Por tudo isso, conclamo os Pares para, mais uma vez, serenamente, levar essa discussão para um objetivo concreto. Devemos manter o que está dando certo, que são as leis estaduais de redistribuição de ICMS, que cuidam de apenas 25% dos recursos dos Municípios, e rediscutir, sim, a distribuição do ICMS na maior parte dos 75% restantes, três quartos, que adota critério de acordo com o Valor Adicionado Fiscal - VAF. Registre-se que 12 Municípios mineiros recebem 50% dos recursos, representando apenas 26% da população.

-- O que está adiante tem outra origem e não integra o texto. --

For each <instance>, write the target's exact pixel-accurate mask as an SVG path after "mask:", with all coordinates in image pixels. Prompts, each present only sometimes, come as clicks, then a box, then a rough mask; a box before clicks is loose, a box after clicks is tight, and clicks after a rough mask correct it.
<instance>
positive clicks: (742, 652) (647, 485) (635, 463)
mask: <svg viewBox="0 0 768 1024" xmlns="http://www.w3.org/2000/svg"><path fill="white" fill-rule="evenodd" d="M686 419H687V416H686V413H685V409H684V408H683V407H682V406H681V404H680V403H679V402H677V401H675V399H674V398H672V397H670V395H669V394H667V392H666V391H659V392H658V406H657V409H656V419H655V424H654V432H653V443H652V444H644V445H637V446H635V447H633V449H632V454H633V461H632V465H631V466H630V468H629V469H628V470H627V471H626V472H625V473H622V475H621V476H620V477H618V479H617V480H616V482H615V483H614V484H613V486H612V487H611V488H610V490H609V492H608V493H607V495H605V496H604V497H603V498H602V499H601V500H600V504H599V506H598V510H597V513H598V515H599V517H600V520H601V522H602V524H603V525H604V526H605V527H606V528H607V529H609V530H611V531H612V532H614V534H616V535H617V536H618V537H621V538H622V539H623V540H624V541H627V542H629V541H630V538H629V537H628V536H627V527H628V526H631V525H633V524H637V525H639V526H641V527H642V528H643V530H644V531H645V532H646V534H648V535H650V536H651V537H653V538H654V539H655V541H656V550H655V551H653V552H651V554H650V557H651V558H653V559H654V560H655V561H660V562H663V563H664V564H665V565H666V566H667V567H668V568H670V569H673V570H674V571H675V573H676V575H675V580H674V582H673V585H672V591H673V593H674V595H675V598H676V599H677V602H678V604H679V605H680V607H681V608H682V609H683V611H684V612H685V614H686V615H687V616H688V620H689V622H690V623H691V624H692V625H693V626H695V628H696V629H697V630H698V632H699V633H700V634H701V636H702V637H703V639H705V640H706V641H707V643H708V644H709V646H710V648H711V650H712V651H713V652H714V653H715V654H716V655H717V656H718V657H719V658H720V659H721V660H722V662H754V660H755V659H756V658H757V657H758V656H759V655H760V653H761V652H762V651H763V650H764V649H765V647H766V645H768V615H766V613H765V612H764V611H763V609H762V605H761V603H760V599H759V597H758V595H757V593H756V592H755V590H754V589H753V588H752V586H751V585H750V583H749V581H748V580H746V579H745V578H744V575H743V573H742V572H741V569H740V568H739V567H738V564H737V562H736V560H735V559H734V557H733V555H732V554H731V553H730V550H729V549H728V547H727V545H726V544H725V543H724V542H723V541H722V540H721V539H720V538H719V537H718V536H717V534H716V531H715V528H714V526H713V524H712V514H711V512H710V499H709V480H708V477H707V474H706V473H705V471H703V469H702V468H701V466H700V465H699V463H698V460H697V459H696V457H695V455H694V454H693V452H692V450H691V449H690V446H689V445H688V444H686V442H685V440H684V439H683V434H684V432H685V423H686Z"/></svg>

Quero crer que os autores da atual proposta de distribuição do ICMS se esquecem da autonomia dos Estados e, certamente, não tiveram a oportunidade de consultar os seus companheiros estaduais, em todo o Brasil, que votaram essas leis, como também é o caso do Estado do Paraná.

Talvez por isso não percebem que elas representam um valioso instrumento de promoção de políticas públicas, que estão funcionando bem e são do agrado de Prefeitos e das populações atendidas.

Sr. Presidente, Srªs e Srs. Senadores, mais uma vez, quero trazer aqui o alerta de que a reforma tributária não pode desconhecer avanços que foram feitos e muito menos atingir a autonomia dos Estados, que têm a prerrogativa de legislar sobre parte do imposto estadual, que é o ICMS.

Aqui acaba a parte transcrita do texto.